2.2. How Does the Brew Method Affect the Coffee Terroir Experience?

The coffee brew method has a major effect on the drinker’s sensory experience and can critically affect the assessment of coffee terroir, assuming a consistent roast [15]. There is a growing number of coffee brewing methods used worldwide [41]. The brew method can enhance but not change the sensory attributes of the coffee terroir. The most significant observable difference in sensory attributes is observed with the filter and espresso methods, while the industry standard is the cupping method [18,26,42].

Espresso methods produce a more concentrated coffee and enhance the bitterness of the coffee, favoring roasted and nutty flavor notes [42,43]. The filter method often uses a paper filter, removing oils from the coffee, and can give a less bitter coffee that favors fruity notes [43]. The cupping method sits in the middle, with less intense sensory attributes compared to espresso and retention of the oils compared to the filter method [42,43]. Occupying a middle position means the cupping brew method provides a more centered coffee experience of the terroir.

Coffee brewing is a solid-liquid extraction with water as the solvent. Water temperature and extraction time can significantly affect the variation between coffee brewing methods [15]. The extraction requires a balance between temperature and time, as an increased rate of extraction from higher water temperature can also extract chemicals that can negatively impact the coffee [43]. Filter, espresso, and cupping methods use different parameters and setups for coffee brewing (Table 1, Figure 3), adjusting the sensory experience.

Table 1

A summary of the brew parameters presented in the literature for cupping, filter, and espresso methods.

Brew Method	Cupping 1	Filter 2	Espresso 3
Coffee Grounds (g)	5–8.25	2–210	5.5–21
Water (mL)	100–300	100–3800	20–100
Water Temperature (°C)	92—Boiling	90–100	86–97
Brew Time (min)	3–5	2–10	10–30 (s)
Pressure (bar)	NA	NA	8.5–19
Water/Coffee ratio	14.29–20.00	7.4–59.0	2–18.18
Filter Type	NA	Paper Filter #3, Paper Filter #6, Paper Filter, Metallic Sieve, Ceramic Filter, Metal Filter, Stainless Steel Tea Strainer	Metallic Sieve

1 [18,26,34,42,44,45,46,47,48,49,50,51], 2 [22,27,39,51,52,53,54,55,56,57,58,59,60,61,62,63,64,65,66], 3 [38,59,60,61,67,68,69,70,71,72,73,74,75,76,77].

Figure 3

Common literature brew methods presented in a simplified format for easy method comparison.

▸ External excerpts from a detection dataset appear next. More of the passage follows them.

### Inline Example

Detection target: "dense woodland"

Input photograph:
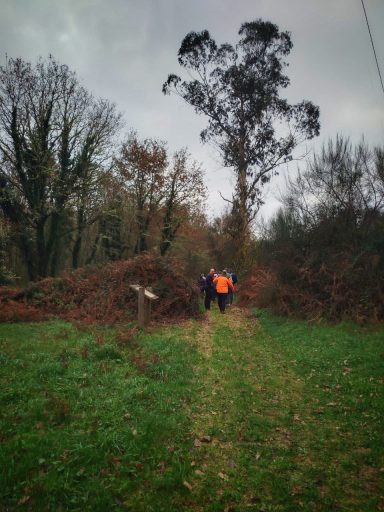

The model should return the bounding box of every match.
[0,20,384,320]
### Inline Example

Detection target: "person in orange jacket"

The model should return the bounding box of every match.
[213,270,235,313]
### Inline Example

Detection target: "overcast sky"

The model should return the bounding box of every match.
[0,0,384,217]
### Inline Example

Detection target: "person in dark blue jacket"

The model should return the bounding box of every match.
[204,268,215,311]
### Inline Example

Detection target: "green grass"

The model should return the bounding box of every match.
[0,308,384,512]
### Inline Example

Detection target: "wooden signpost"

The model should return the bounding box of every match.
[130,284,159,327]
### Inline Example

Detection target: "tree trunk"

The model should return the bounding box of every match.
[36,218,48,277]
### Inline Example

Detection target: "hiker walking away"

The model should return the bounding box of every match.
[213,270,235,313]
[204,268,215,311]
[199,274,205,294]
[227,270,237,306]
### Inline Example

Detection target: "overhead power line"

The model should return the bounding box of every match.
[361,0,384,100]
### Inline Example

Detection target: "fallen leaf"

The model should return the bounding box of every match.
[183,480,193,492]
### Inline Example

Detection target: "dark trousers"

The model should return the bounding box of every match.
[217,293,228,313]
[204,289,213,309]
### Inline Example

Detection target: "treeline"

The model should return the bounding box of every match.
[254,136,384,321]
[0,57,209,283]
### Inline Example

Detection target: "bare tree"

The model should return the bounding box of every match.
[163,20,319,259]
[160,149,206,256]
[0,57,120,279]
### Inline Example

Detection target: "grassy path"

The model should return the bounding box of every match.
[0,307,384,512]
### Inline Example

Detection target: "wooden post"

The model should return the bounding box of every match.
[137,286,147,327]
[131,284,159,328]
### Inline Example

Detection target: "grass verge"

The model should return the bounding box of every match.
[0,307,384,512]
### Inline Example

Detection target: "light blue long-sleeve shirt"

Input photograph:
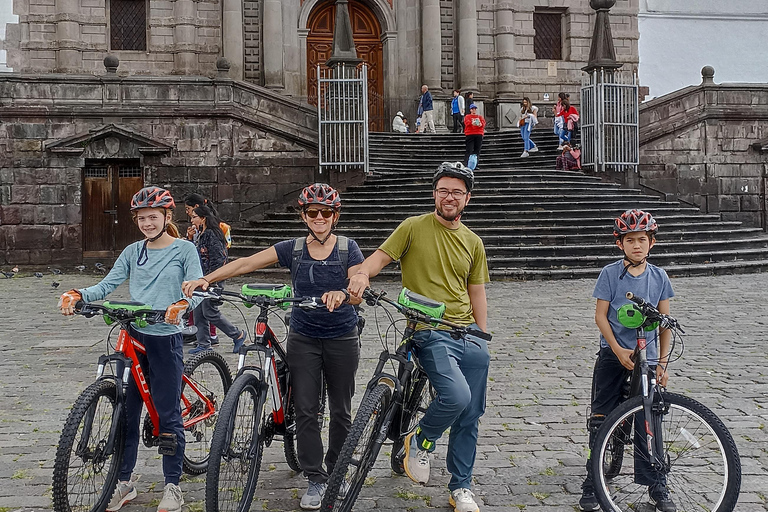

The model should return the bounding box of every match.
[78,239,203,336]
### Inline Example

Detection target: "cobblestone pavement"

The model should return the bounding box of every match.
[0,274,768,512]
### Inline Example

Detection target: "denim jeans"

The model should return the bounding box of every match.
[414,324,491,491]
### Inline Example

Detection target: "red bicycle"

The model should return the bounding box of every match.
[53,301,232,512]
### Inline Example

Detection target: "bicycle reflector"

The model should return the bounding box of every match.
[397,288,445,318]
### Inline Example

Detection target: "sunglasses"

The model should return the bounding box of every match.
[304,210,336,219]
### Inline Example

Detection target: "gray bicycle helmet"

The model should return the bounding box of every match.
[432,162,475,192]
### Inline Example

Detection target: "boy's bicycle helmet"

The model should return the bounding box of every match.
[131,187,176,211]
[299,183,341,210]
[613,209,659,238]
[432,162,475,192]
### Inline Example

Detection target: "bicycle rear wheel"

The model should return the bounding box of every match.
[205,373,267,512]
[320,384,392,512]
[53,380,125,512]
[592,393,741,512]
[181,351,232,475]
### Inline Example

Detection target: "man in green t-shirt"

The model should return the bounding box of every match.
[349,162,491,512]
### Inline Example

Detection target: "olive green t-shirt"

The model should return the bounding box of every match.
[379,212,491,325]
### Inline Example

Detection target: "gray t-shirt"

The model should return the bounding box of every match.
[592,260,675,364]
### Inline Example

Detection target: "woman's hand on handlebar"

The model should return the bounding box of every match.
[181,277,211,297]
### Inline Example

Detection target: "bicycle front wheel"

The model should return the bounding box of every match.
[181,351,232,475]
[320,384,392,512]
[592,393,741,512]
[53,380,125,512]
[205,373,266,512]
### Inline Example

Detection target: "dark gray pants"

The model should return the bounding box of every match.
[286,327,360,483]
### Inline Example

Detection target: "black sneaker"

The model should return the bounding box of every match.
[579,482,600,512]
[648,485,677,512]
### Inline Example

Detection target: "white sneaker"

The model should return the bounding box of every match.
[448,488,480,512]
[157,484,184,512]
[107,482,138,512]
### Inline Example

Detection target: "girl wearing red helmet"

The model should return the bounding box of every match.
[183,183,363,510]
[59,187,203,512]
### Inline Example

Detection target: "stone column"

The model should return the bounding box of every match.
[261,0,285,89]
[221,0,245,80]
[56,0,83,73]
[421,0,442,92]
[459,0,477,91]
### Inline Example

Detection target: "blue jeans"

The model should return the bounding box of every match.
[520,123,536,151]
[413,324,491,491]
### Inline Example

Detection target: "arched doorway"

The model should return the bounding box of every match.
[307,0,386,131]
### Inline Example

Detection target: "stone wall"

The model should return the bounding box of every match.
[639,68,768,228]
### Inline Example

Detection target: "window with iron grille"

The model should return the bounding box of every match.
[109,0,147,50]
[533,12,563,60]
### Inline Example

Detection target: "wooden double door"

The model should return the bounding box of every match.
[307,0,387,131]
[83,160,144,258]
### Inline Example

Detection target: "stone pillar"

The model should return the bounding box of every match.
[221,0,245,80]
[173,0,199,75]
[421,0,442,93]
[262,0,285,89]
[459,0,477,91]
[56,0,83,73]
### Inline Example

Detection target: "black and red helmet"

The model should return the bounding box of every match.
[299,183,341,210]
[131,187,176,211]
[613,209,659,238]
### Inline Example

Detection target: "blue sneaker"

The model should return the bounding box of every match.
[232,331,248,354]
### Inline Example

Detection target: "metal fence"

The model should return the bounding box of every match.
[581,71,640,171]
[317,64,368,174]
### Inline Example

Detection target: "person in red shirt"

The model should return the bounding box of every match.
[464,103,485,170]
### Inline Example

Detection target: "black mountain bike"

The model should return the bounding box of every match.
[195,284,326,512]
[591,293,741,512]
[320,288,491,512]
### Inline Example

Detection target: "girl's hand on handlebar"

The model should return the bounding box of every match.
[56,290,83,316]
[181,277,210,297]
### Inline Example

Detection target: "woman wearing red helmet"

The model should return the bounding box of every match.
[183,183,363,510]
[59,187,203,512]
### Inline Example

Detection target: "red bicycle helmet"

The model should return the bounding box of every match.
[131,187,176,211]
[613,209,659,238]
[299,183,341,210]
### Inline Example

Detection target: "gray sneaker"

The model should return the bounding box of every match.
[299,480,326,510]
[157,484,184,512]
[107,482,138,512]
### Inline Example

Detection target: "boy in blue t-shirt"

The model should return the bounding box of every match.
[579,210,676,512]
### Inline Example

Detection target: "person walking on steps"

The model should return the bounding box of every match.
[183,183,363,510]
[59,187,203,512]
[349,162,490,512]
[189,206,247,354]
[520,97,539,158]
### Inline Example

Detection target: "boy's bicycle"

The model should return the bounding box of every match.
[321,288,491,512]
[591,292,741,512]
[194,284,325,512]
[53,301,232,512]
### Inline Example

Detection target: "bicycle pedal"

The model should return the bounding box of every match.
[157,434,177,456]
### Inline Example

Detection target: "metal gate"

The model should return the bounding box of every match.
[317,64,368,174]
[581,70,640,171]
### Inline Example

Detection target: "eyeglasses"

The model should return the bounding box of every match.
[435,188,469,199]
[304,209,336,219]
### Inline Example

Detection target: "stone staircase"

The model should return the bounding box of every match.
[231,130,768,279]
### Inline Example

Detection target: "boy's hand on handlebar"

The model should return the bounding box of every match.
[165,299,189,325]
[181,278,210,297]
[56,290,83,315]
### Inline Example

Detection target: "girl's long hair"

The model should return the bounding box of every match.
[193,206,227,243]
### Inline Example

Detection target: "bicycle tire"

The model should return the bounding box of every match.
[181,351,232,475]
[592,393,741,512]
[53,379,125,512]
[320,384,392,512]
[205,373,267,512]
[389,370,434,475]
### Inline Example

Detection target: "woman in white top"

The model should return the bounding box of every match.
[520,96,539,158]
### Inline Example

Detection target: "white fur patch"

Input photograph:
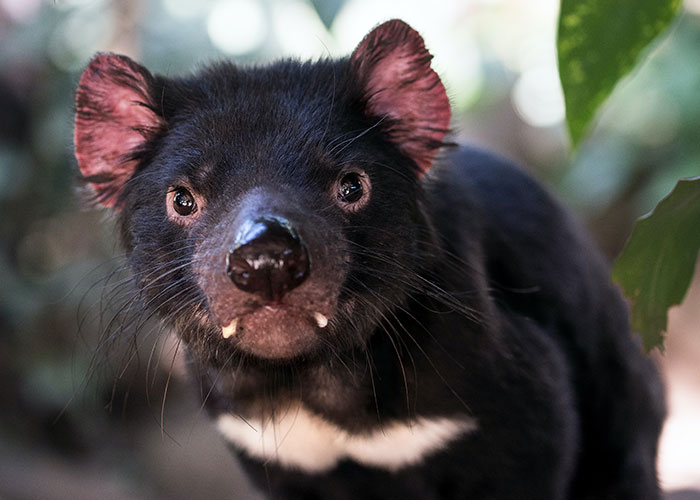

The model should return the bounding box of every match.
[217,405,477,472]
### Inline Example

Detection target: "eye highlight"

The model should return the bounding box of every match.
[166,186,201,223]
[337,172,370,211]
[173,187,197,215]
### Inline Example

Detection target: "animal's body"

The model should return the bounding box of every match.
[76,17,664,500]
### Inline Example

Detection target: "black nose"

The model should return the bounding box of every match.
[226,217,309,302]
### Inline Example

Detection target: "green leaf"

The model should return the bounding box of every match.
[613,177,700,351]
[557,0,682,147]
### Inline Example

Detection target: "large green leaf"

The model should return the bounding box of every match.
[613,177,700,350]
[557,0,682,146]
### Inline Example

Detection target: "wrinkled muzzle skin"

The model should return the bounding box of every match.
[192,188,344,359]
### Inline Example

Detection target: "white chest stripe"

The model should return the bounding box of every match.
[217,405,477,472]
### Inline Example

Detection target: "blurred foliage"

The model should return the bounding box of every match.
[557,0,681,146]
[557,0,700,350]
[0,0,700,498]
[613,178,700,351]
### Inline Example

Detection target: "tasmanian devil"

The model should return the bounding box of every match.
[75,20,664,500]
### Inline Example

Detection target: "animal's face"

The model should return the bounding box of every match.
[75,21,449,365]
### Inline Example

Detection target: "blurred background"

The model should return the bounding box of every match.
[0,0,700,500]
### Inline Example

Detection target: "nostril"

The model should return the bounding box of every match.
[226,217,310,302]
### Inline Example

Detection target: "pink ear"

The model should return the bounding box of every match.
[350,19,450,172]
[74,54,164,206]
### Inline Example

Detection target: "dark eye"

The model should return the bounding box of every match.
[338,172,364,203]
[173,187,197,215]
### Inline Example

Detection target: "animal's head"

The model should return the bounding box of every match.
[75,20,450,366]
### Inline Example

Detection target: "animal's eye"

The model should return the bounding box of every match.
[338,172,365,203]
[173,187,197,216]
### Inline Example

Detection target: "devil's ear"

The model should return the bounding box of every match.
[74,54,164,206]
[350,19,450,172]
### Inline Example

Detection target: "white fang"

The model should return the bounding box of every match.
[221,318,238,339]
[217,405,477,472]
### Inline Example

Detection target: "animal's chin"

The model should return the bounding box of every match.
[222,306,328,360]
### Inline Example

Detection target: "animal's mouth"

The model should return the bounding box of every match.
[221,305,328,359]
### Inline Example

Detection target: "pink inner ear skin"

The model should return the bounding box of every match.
[74,54,163,206]
[351,19,451,173]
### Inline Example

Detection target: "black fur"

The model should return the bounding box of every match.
[74,20,664,500]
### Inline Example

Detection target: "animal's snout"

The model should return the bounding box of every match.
[226,217,310,303]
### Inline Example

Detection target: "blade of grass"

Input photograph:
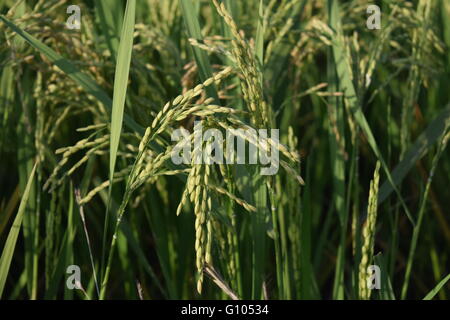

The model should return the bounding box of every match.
[0,164,37,298]
[100,0,136,299]
[423,273,450,300]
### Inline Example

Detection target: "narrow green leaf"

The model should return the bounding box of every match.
[109,0,136,184]
[0,164,37,298]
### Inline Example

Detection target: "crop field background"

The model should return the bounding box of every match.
[0,0,450,300]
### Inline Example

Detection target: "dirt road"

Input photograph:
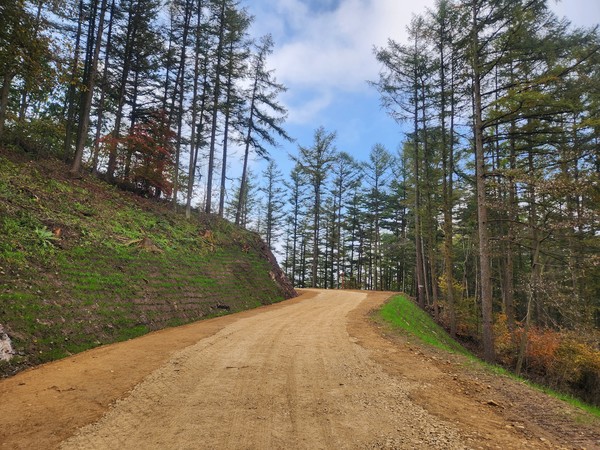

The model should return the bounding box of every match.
[0,291,600,449]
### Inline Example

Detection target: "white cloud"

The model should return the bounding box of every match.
[250,0,433,123]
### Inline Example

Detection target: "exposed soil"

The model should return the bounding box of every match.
[0,291,600,449]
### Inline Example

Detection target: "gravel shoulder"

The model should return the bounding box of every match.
[0,290,600,449]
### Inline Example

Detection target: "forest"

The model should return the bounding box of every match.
[0,0,600,404]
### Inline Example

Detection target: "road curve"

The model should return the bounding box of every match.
[61,291,466,449]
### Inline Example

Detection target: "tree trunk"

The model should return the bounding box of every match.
[472,3,496,363]
[69,0,107,177]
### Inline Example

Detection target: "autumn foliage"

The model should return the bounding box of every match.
[102,110,175,197]
[494,314,600,405]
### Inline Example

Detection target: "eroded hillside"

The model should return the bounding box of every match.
[0,151,295,375]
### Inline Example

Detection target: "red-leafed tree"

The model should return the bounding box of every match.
[99,110,176,198]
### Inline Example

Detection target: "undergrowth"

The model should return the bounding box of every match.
[0,149,285,376]
[379,295,600,418]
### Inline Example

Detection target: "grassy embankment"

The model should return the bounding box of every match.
[0,153,285,375]
[379,295,600,418]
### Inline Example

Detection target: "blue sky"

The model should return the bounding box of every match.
[237,0,600,175]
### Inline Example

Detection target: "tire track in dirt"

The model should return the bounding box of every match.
[62,291,464,449]
[0,290,600,450]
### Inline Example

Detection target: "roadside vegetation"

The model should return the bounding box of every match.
[378,294,600,418]
[0,153,290,375]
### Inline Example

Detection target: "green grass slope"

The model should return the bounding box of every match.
[0,151,294,375]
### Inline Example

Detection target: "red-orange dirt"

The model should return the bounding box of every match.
[0,290,600,449]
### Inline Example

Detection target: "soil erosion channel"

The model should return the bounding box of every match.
[0,291,596,449]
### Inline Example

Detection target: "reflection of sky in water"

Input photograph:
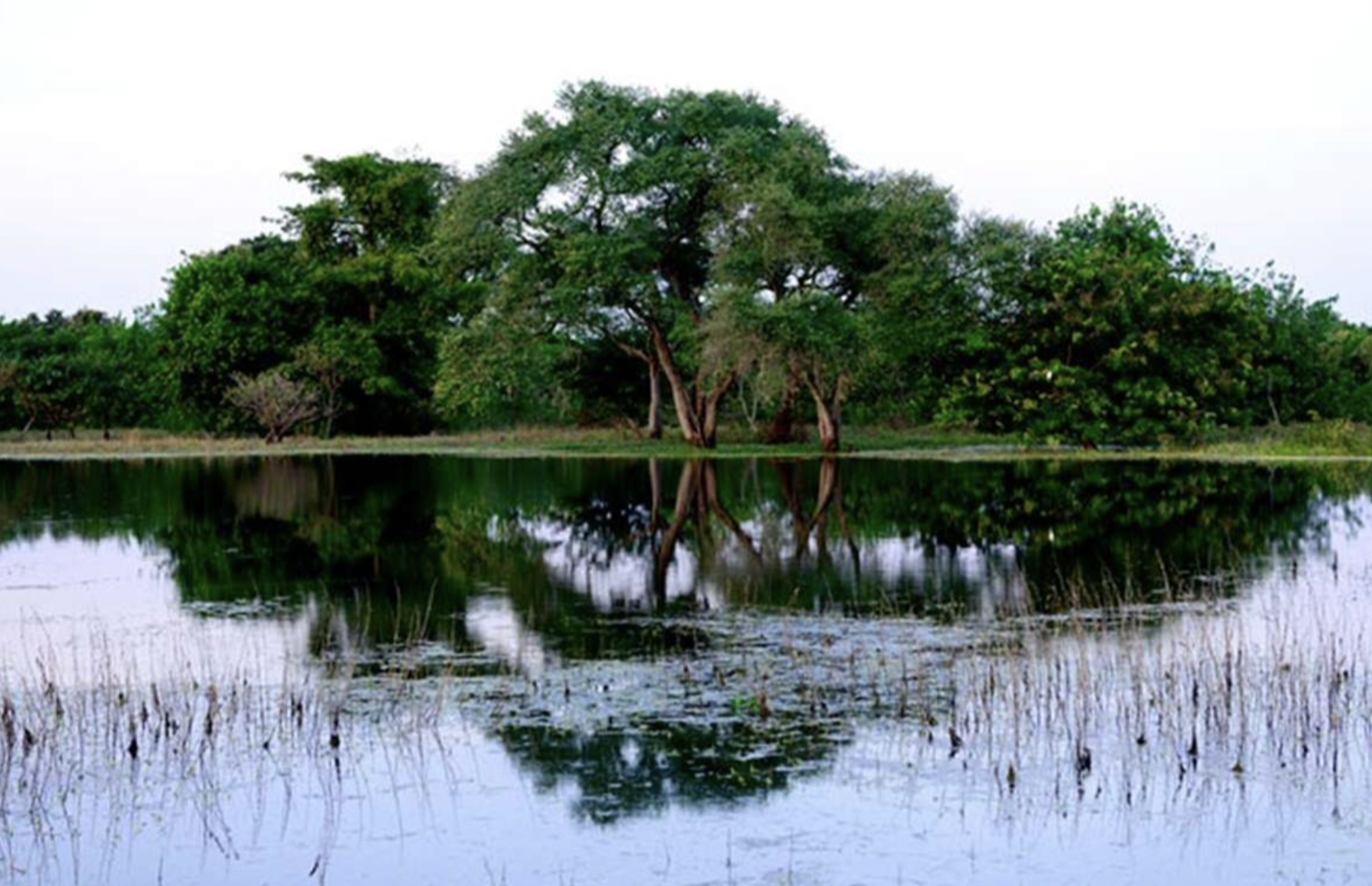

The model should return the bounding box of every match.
[0,464,1372,886]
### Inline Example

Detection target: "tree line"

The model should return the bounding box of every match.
[0,82,1372,451]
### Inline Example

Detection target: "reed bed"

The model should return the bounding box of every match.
[0,563,1372,883]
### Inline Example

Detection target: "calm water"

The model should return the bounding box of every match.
[0,456,1372,883]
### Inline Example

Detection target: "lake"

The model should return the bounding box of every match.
[0,456,1372,886]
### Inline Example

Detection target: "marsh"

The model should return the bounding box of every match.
[0,454,1372,883]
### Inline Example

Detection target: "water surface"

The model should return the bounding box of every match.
[0,456,1372,883]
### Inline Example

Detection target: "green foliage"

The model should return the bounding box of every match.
[434,310,572,427]
[159,237,322,430]
[0,82,1372,447]
[945,203,1260,442]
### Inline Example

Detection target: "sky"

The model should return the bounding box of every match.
[0,0,1372,322]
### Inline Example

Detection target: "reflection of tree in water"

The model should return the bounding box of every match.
[497,719,844,824]
[0,456,1368,643]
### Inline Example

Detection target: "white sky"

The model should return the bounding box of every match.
[0,0,1372,322]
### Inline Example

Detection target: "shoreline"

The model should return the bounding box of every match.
[0,430,1372,463]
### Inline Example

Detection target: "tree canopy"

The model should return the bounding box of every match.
[0,81,1372,451]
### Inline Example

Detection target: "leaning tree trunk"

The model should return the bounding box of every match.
[648,325,706,447]
[763,371,800,447]
[644,357,663,439]
[649,325,738,449]
[806,375,845,452]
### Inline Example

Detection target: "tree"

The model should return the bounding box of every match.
[294,322,386,439]
[945,203,1258,444]
[282,154,457,432]
[158,237,322,430]
[711,290,867,452]
[439,82,838,448]
[225,368,320,444]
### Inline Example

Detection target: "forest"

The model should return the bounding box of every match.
[0,82,1372,451]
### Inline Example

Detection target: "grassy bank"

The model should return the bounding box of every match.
[0,422,1372,460]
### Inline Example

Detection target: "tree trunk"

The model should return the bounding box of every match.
[644,357,663,439]
[700,372,736,449]
[811,389,841,452]
[649,325,738,449]
[763,371,800,447]
[801,372,848,452]
[648,325,704,447]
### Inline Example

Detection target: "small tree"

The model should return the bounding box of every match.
[704,292,866,452]
[225,368,320,444]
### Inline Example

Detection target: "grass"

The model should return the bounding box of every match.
[0,420,1372,460]
[0,563,1372,883]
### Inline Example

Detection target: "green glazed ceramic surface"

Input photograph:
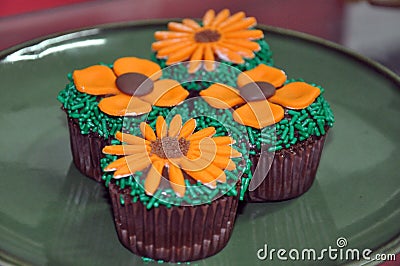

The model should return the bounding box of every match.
[0,21,400,265]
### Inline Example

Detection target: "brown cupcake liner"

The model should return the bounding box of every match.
[67,117,110,182]
[246,134,326,202]
[109,182,239,262]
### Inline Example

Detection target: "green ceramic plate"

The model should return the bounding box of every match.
[0,21,400,265]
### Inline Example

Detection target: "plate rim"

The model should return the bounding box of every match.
[0,18,400,265]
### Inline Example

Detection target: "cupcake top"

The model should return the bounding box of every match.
[103,114,243,208]
[152,9,264,73]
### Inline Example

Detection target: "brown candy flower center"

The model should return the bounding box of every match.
[239,81,276,102]
[116,72,154,96]
[150,137,190,159]
[194,29,221,42]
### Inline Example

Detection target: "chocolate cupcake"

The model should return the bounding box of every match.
[200,64,334,202]
[152,9,273,91]
[102,114,242,262]
[58,57,189,181]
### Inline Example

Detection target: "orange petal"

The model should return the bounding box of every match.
[190,136,235,146]
[204,44,215,71]
[218,42,255,58]
[233,101,284,129]
[157,40,193,58]
[154,31,191,41]
[144,161,164,195]
[168,115,182,137]
[224,30,264,40]
[221,17,257,33]
[113,57,162,80]
[103,145,150,155]
[169,164,186,197]
[115,131,149,145]
[182,18,200,29]
[201,145,242,158]
[104,153,150,173]
[140,122,157,141]
[186,137,217,160]
[72,65,121,95]
[188,44,204,73]
[218,11,246,29]
[126,153,151,173]
[200,83,245,109]
[99,94,151,116]
[140,79,189,107]
[187,127,216,141]
[179,118,196,138]
[203,9,215,27]
[151,38,189,51]
[168,22,193,32]
[268,82,321,109]
[237,64,286,88]
[156,115,167,139]
[214,44,244,64]
[165,43,198,65]
[224,39,261,52]
[211,8,231,28]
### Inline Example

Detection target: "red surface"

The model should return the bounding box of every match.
[0,0,93,17]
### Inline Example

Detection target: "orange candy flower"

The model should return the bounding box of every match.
[73,57,189,116]
[200,64,321,129]
[103,115,241,197]
[152,9,264,73]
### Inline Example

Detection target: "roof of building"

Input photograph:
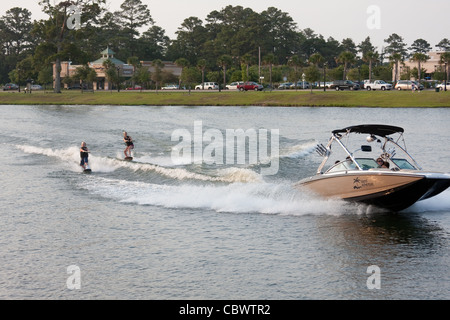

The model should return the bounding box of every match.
[91,47,126,66]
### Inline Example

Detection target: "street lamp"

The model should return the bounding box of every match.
[444,62,448,91]
[117,66,120,92]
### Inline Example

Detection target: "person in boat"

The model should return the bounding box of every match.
[377,158,389,169]
[80,141,89,170]
[123,131,134,158]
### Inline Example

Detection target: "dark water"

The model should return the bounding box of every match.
[0,106,450,300]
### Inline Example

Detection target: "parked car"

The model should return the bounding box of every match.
[161,84,179,90]
[67,84,87,90]
[31,84,44,91]
[195,82,219,90]
[278,82,292,90]
[3,83,19,91]
[436,81,450,91]
[364,80,392,91]
[25,84,44,92]
[238,81,264,91]
[395,80,424,91]
[291,81,311,89]
[127,85,142,90]
[225,81,244,90]
[330,80,359,91]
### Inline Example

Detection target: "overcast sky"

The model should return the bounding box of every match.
[0,0,450,50]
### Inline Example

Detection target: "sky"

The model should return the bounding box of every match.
[0,0,450,51]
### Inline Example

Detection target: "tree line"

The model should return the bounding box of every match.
[0,0,450,92]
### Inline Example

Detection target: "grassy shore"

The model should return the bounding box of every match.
[0,90,450,108]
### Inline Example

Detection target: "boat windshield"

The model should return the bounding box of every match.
[327,159,356,172]
[355,158,378,170]
[391,158,417,170]
[327,158,382,172]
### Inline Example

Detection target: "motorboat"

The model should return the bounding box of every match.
[296,124,450,211]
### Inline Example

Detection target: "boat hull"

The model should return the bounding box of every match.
[298,170,450,211]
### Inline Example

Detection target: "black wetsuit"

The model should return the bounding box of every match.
[80,147,89,166]
[124,136,134,147]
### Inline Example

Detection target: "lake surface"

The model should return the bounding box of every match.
[0,106,450,300]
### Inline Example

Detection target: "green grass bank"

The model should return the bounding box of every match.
[0,90,450,108]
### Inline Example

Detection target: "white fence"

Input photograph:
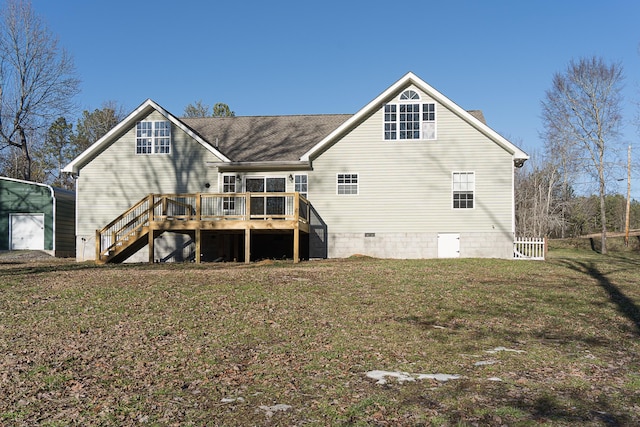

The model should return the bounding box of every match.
[513,237,547,260]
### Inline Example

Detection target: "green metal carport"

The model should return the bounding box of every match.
[0,177,76,257]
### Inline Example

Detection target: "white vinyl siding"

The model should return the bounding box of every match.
[309,85,513,234]
[336,173,358,194]
[76,112,220,247]
[293,175,309,199]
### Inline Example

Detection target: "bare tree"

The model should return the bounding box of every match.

A few studies have successfully used the cupping method to distinguish coffee terroir by countries and regions [5,6,9]. The lack of literature using the more sensory enhancing filter and espresso methods is explained by the robustness of the cupping method (Figure 3) [42]. The cupping method requires minimal specialized equipment and is straightforward in execution, reducing experimental variation and increasing its accessibility [18].

Distinguishing terroir requires a robust, easy to replicate method that the current industry cupping method fulfils [18]. Instead of enhancing the coffee sensory experience, it provides a baseline experience to allow a fair comparison of coffee and its terroir, independent of the brew method. The main limitation of the cupping method is that it does not replicate the consumer experience. However, considering the range of brew methods, it is not plausible to measure terroir using every method [41].

The SCA cupping method requires a coffee to water ratio of 0.055 g/mL (normally, 8.25 g/150 mL), with clean and odor free water poured at 93 °C [18]. Once poured, the coffee steeps for 3–5 min before sensory evaluation [18]. This SCA method also falls within the parameters of the International Organization for Standardization (ISO) method (ISO 6668:2008 Green coffee—Preparation of samples for use in sensory analysis) [26]. The SCA method is a version of the ISO standard targeted toward single-origin coffee. The cupping method focuses on the coffee and the terroir rather than the brewing method, making it the best suited for defining terroir. Using the cupping method, Conley and Wilson [9] identified 36 commonly used sensory descriptors that may be used to distinguish terroir from 742 coffees submitted to the Central American Cup of Excellence program.

2.3. How Does the Coffee Particle Size Affect the Experience of the Coffee Terroir?

Coffee beans require grinding to increase the surface area and expose the roasted bean center for brewing [78]. Ground coffee beans range in particle size from around 1800 µm down to <300 µm (Figure 4). Smaller particle size generally increases the intensity of positive and negative sensory attributes due to the greater surface area for extraction [79]. Ideally, the particle size is matched to the brew method to adjust the rate of extraction to enhance the positive and diminish the negative sensory attributes [12].

Figure 4

Illustration of ground coffee particle size. A light-medium roasted coffee was ground and separated into size bands using metal sieves.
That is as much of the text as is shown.